In our dataset, there are five different DataFrame which related to 2017’s tennis competitions, match details, player and tournament information. You can find these beautiful dataset from given link.
library(tidyverse)
library(dplyr)
library(ggplot2)
What is the country rankings in single championships?
single_winners <- tourney_df %>%
inner_join(player_df,by = c("singles_winner_player_id" = "player_id")) %>%
group_by(flag_code) %>% summarise(country_wins = n()) %>% arrange(desc(country_wins))
head(single_winners)
## # A tibble: 6 x 2
## flag_code country_wins
## <chr> <int>
## 1 ESP 11
## 2 USA 9
## 3 SUI 8
## 4 FRA 7
## 5 GER 7
## 6 BUL 4
Of course Spain guess why? We will dive into this later.

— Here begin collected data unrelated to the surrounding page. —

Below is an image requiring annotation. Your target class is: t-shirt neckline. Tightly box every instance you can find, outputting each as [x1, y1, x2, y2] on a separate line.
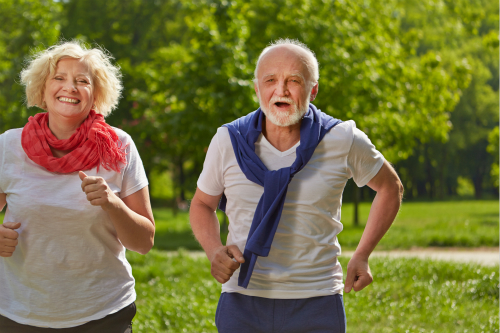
[257, 134, 300, 157]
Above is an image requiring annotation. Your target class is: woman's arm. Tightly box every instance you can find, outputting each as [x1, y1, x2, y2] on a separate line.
[79, 171, 155, 254]
[0, 192, 21, 257]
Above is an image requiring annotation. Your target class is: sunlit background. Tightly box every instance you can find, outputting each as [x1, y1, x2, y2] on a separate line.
[0, 0, 498, 332]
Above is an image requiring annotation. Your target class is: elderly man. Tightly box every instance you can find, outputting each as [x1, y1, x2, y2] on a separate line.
[190, 39, 403, 333]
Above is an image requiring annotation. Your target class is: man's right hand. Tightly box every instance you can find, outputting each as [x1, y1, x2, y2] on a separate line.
[209, 245, 245, 284]
[0, 222, 20, 257]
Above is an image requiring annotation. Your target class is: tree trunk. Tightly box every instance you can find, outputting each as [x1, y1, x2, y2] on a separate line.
[179, 158, 185, 202]
[473, 174, 483, 199]
[424, 144, 434, 200]
[353, 185, 360, 227]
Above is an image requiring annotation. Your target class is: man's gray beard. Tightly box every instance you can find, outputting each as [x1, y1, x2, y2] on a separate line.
[260, 98, 309, 127]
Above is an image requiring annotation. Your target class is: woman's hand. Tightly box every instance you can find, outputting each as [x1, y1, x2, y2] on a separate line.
[0, 222, 21, 257]
[78, 171, 155, 254]
[79, 171, 121, 211]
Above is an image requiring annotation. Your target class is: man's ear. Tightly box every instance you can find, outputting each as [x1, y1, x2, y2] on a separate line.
[310, 82, 319, 101]
[254, 81, 259, 96]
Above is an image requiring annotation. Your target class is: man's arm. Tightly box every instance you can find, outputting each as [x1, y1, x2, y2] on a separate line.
[190, 188, 244, 284]
[344, 160, 404, 293]
[0, 193, 5, 212]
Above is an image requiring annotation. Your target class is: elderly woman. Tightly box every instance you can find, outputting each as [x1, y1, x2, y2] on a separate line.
[0, 42, 155, 332]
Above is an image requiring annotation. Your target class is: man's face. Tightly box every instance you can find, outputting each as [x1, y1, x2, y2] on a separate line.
[254, 46, 318, 127]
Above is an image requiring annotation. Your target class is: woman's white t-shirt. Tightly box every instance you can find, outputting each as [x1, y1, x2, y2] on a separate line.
[0, 127, 148, 328]
[197, 120, 385, 299]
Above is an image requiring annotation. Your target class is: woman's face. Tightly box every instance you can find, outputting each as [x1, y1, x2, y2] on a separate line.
[43, 58, 95, 125]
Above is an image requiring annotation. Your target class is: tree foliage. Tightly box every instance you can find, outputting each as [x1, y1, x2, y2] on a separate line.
[58, 0, 470, 198]
[0, 0, 61, 133]
[0, 0, 496, 201]
[394, 0, 499, 199]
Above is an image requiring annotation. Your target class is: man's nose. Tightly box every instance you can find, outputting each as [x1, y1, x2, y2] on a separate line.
[275, 80, 289, 96]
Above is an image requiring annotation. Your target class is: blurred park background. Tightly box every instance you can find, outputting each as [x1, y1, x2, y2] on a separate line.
[0, 0, 498, 332]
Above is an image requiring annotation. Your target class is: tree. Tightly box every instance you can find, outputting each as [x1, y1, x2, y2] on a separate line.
[394, 0, 499, 199]
[0, 0, 61, 133]
[1, 0, 481, 208]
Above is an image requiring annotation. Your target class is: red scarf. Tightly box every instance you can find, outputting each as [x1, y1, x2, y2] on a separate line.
[21, 110, 127, 173]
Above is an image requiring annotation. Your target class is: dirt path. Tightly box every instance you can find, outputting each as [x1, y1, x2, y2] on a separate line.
[181, 247, 499, 266]
[342, 247, 499, 266]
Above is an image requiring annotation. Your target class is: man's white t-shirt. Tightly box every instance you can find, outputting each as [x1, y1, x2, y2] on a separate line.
[197, 120, 385, 299]
[0, 127, 148, 328]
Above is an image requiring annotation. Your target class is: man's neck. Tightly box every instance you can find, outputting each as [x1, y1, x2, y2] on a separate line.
[262, 118, 301, 152]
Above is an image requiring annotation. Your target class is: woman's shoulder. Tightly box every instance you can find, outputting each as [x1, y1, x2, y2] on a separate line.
[110, 127, 134, 145]
[0, 128, 23, 144]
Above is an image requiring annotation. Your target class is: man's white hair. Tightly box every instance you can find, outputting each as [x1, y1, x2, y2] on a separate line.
[253, 38, 319, 86]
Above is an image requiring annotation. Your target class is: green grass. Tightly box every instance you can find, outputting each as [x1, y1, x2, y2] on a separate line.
[1, 201, 498, 331]
[2, 200, 497, 250]
[128, 250, 499, 333]
[152, 209, 227, 251]
[150, 200, 498, 251]
[338, 200, 499, 250]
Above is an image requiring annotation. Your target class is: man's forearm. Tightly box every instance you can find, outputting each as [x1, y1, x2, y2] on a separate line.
[354, 183, 402, 259]
[189, 199, 224, 260]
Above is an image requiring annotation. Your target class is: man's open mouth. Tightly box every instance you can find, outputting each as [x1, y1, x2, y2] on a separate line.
[275, 102, 290, 107]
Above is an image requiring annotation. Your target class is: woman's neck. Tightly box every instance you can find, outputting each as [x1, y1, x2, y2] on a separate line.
[47, 113, 85, 140]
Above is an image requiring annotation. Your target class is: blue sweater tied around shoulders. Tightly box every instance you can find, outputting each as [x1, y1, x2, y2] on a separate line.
[219, 103, 342, 288]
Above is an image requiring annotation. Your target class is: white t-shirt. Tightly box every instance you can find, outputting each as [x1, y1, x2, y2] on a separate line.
[0, 127, 148, 328]
[197, 120, 385, 299]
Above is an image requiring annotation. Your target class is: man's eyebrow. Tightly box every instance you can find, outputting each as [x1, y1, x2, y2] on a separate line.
[262, 74, 276, 79]
[289, 73, 305, 80]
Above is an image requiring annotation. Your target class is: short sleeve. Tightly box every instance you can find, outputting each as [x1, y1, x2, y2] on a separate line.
[347, 127, 385, 187]
[197, 129, 226, 196]
[120, 136, 149, 198]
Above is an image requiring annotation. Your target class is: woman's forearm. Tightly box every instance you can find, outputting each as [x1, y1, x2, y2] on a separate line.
[104, 188, 155, 255]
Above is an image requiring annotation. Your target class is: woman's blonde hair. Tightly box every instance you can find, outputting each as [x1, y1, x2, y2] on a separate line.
[20, 41, 123, 117]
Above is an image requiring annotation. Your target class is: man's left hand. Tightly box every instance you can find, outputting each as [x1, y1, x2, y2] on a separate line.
[344, 254, 373, 293]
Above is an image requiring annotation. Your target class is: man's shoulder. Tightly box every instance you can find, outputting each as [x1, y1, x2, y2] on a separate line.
[211, 126, 233, 153]
[324, 119, 356, 140]
[223, 110, 258, 129]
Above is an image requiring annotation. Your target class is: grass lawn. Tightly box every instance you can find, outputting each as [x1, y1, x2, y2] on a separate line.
[338, 200, 499, 250]
[150, 200, 499, 251]
[1, 200, 498, 250]
[128, 250, 499, 333]
[0, 200, 498, 331]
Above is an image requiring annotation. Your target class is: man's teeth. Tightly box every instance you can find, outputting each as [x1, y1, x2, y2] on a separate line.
[58, 97, 79, 104]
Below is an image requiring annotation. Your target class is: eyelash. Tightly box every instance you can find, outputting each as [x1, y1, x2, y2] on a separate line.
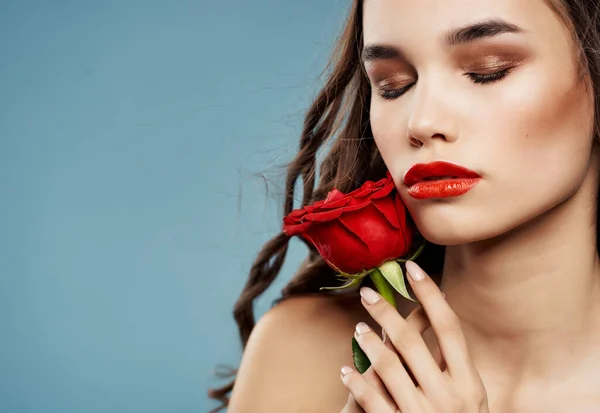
[377, 68, 512, 101]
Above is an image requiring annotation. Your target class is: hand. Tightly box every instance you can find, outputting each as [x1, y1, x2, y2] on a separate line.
[340, 305, 432, 413]
[339, 260, 489, 413]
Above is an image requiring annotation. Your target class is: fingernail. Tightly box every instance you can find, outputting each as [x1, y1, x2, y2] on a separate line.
[341, 366, 354, 376]
[355, 322, 371, 335]
[360, 287, 381, 304]
[406, 260, 426, 281]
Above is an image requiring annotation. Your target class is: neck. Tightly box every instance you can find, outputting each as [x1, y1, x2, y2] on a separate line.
[440, 168, 600, 384]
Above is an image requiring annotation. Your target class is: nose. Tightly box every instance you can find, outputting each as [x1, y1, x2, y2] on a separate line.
[406, 77, 459, 148]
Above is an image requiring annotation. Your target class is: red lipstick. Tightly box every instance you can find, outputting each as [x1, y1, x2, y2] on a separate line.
[403, 160, 481, 200]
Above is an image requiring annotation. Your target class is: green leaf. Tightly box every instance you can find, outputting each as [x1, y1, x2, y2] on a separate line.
[352, 336, 371, 374]
[319, 277, 361, 291]
[377, 260, 417, 303]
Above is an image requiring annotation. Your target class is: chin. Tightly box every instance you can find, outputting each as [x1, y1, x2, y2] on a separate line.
[416, 224, 485, 246]
[408, 205, 509, 246]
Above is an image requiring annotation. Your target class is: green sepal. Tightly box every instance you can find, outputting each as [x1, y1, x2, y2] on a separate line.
[319, 277, 362, 291]
[395, 239, 427, 263]
[352, 336, 370, 374]
[338, 269, 371, 280]
[377, 260, 418, 303]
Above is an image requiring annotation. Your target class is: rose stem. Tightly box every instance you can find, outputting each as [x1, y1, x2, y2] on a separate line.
[368, 268, 397, 309]
[368, 268, 396, 343]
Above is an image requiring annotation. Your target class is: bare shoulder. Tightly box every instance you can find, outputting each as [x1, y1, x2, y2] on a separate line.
[227, 293, 369, 413]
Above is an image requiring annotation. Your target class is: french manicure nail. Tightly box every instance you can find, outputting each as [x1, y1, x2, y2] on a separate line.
[406, 260, 426, 281]
[355, 322, 371, 335]
[360, 287, 381, 304]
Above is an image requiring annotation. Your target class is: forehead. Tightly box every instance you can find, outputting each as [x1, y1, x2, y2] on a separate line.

The countries which couldn’t succeed any single chaimpionships and they ranked according to their total number of won matches during the games.
won_countries <- tourney_df %>%
inner_join(player_df,by = c("singles_winner_player_id" = "player_id"))
couldnt <- player_df %>% anti_join(won_countries, by = "flag_code") %>%
inner_join(score_df,by=c("player_id"="winner_player_id")) %>%
group_by(flag_code) %>% summarise(country_wins = sum(winner_games_won)) %>% arrange(desc(country_wins))
head(couldnt)
## # A tibble: 6 x 2
## flag_code country_wins
## <chr> <dbl>
## 1 AUS 1989
## 2 CZE 1209
## 3 CAN 1190
## 4 SVK 889
## 5 BRA 873
## 6 POR 621
Nice try Australia :(
It can be predicted that most of winning players would be right handed.The ratio is 84%.
tab <- score_df %>%
inner_join(player_df,by = c("winner_player_id"="player_id"))
tab$tourney_id <- as.numeric(tab$tourney_id)
tab %>% group_by(handedness) %>%
summarise(total_wins = n()) %>% arrange(desc(total_wins))
## # A tibble: 3 x 2
## handedness total_wins
## <chr> <int>
## 1 Right-Handed 3173
## 2 Left-Handed 591
## 3 <NA> 32
But there is an unpredicted left handed player which gives us an idea about Spain’s success in single championships.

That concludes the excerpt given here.